Full-data Fine-tuning
In the full-data supervised training paradigm, EyeCLIP outperformed competing models across the majority of single and multi-modality tasks. For example, in multi-modality classification on the AngioReport dataset, EyeCLIP achieved an AUROC of 0.721 compared to the next best model's 0.705 (P<0.001). The model's ability to generalize well on large, diverse datasets like Retina Image Bank underscores its potential for real-world clinical applications.
Systemic Disease Prediction
EyeCLIP extended its capabilities to predict systemic diseases based on ophthalmic images. Using the UK Biobank data, the model achieved AUROC scores of 0.641, 0.536, 0.580, and 0.596 for stroke, dementia, Parkinson's disease, and myocardial infarction respectively, surpassing other models (P<0.05).
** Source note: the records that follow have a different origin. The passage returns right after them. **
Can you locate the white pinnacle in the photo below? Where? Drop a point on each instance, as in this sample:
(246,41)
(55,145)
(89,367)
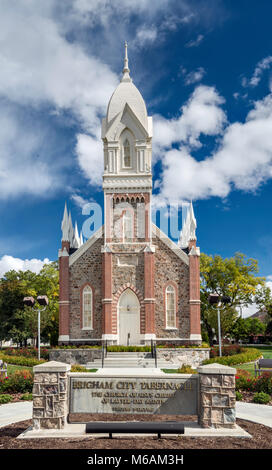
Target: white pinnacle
(188,229)
(76,239)
(65,225)
(126,76)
This highlights the model's potential beyond ophthalmology in systemic disease prediction.
Cross-modal Retrieval and VQA
EyeCLIP's architecture facilitated zero-shot cross-modal retrieval, a feature crucial for biomedical applications. The model outperformed BioMedCLIP, achieving higher recall rates on both AngioReport and Retina Image Bank datasets. In VQA, EyeCLIP, integrated with Llama2-7b, excelled in aligning image and language features, achieving top metrics on the OphthalVQA dataset without specialized alignment, indicating robust generalization ability.
Discussion
EyeCLIP offers significant improvements over existing ophthalmic foundation models by integrating multi-modal and multi-examinations. Unlike conventional models that focus on specific examination types, EyeCLIP's comprehensive approach is more suited for the varied and complex presentations in clinical settings. The model's integration of clinical text enhances its diagnostic capabilities, especially in zero-shot scenarios, making it highly valuable in resource-limited contexts.
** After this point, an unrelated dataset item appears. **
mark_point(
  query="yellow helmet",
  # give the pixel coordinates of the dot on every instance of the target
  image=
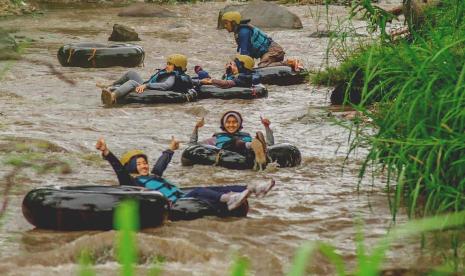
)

EyeCLIP's advancements in systemic disease prediction emphasize the expanding role of ophthalmic imaging in general health monitoring. The model's proficiency in retrieving and interpreting data across modalities is a significant step towards more automated and precise medical care.
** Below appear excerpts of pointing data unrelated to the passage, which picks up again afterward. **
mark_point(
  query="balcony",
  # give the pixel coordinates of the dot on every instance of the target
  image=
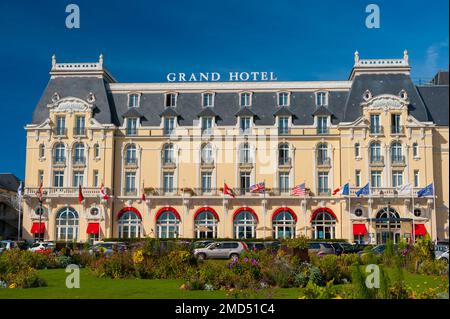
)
(376, 131)
(376, 160)
(60, 132)
(398, 160)
(79, 131)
Limitations and Future Work
Despite its strengths, EyeCLIP's performance is tied to the quality and scope of its training data. Future work should focus on diversifying the training datasets to include broader demographic and clinical variations. Additionally, standardizing textual data in clinical reports could further enhance model performance. Practical and ethical considerations will be crucial for real-world deployment, including ensuring model transparency and interpretability for healthcare providers.
Conclusion
EyeCLIP represents a significant contribution to ophthalmic AI by effectively utilizing visual and textual data for comprehensive multi-modal image analysis. Its remarkable performance across various ophthalmic and systemic disease tasks highlights its potential as an invaluable tool in clinical practice and medical research. The methodologies developed in EyeCLIP offer valuable insights that can inform the creation of foundation models in other medical fields, extending the potential benefits of AI in healthcare.